Hay un tipo de arte que admiro que se demora, pero la vida no lo imita. Como escribió el desaparecido e inolvidable Antonio Tabucchi, el tiempo envejece demasiado deprisa. Y con él, la existencia. Se produce, además, una especie de aceleración a medida que envejecemos. Con seis años, el tiempo avanza muy despacio, a diez kilómetros por hora. Con doce, digamos que la velocidad se duplica pero el ritmo continúa siendo lento, como si la vida pretendiera entretenernos. Yo creo que es a partir de los 50 cuando todo empieza a ir rápido, entonces empezamos a circular a 90 por hora, una celeridad lo suficientemente considerable para tratar de evitar por todos los medios cualquier choque peligroso. Antes de rebasar los 80, si es que hay que darle las gracias a los progresos de la medicina, la velocidad es ya la máxima permitida en cualquier autopista. Por el medio se producen altibajos, frenazos y aceleraciones pero estamos tan ocupados en sobrevivir que apenas reparamos en ello. Todo fluye.

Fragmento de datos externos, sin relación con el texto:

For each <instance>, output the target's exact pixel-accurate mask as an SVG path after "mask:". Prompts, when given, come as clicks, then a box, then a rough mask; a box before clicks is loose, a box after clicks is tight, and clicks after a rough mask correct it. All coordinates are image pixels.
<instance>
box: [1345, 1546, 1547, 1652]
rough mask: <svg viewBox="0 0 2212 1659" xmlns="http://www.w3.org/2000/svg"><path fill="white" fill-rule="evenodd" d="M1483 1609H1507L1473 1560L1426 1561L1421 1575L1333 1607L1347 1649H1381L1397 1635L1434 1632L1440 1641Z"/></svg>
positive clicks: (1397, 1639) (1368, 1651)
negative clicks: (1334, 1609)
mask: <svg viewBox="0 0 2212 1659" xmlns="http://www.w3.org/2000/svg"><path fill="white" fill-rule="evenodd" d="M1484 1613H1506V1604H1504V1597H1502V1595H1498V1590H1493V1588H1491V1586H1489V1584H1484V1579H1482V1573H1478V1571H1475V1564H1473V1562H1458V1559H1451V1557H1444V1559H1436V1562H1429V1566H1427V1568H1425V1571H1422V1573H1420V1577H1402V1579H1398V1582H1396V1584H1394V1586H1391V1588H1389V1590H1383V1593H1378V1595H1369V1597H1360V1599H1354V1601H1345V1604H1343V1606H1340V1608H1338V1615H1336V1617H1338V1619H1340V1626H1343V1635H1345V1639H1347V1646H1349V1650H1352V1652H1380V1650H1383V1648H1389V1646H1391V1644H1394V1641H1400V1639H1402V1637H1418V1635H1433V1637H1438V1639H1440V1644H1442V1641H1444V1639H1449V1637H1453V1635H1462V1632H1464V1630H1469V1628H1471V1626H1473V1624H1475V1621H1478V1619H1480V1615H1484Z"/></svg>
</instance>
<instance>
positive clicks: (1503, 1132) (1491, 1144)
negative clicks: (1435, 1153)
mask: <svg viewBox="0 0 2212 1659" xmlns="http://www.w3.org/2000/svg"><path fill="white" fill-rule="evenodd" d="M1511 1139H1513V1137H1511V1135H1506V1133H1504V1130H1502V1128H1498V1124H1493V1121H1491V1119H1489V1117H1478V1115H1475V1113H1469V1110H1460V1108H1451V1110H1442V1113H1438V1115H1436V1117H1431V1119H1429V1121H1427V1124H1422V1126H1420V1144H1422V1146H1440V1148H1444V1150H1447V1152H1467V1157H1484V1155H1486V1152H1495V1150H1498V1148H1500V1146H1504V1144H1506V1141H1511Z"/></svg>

El destino de este viaje, como cualquiera sabe, es la muerte. Es ahí donde nos encontramos con el principal problema; el tiempo acelera precisamente cuando menos horas quedan de vida. Puede que por el simple hecho de presentir que la meta está cerca y para ganarla ya solo queda esprintar. Los que no soportan las aceleraciones tienen como contrapartida que el fin no siempre es lo rápido que desearíamos en determinadas dolorosas circunstancias, a veces se retrasa bastante más que el inicio para un recién nacido.

Casi nadie piensa en este tipo de cosas cuando la vida se entretiene lo suficiente. Solo empiezan a ser motivo de reflexión y de melancolía cuando el tiempo se acelera y le da por envejecer demasiado deprisa. No sé a qué se debe, es una sensación que enseguida te asalta. Quizás porque la relatividad del tiempo, como decía Mario Benedetti, permite que cinco minutos den para soñar una vida a dos velocidades.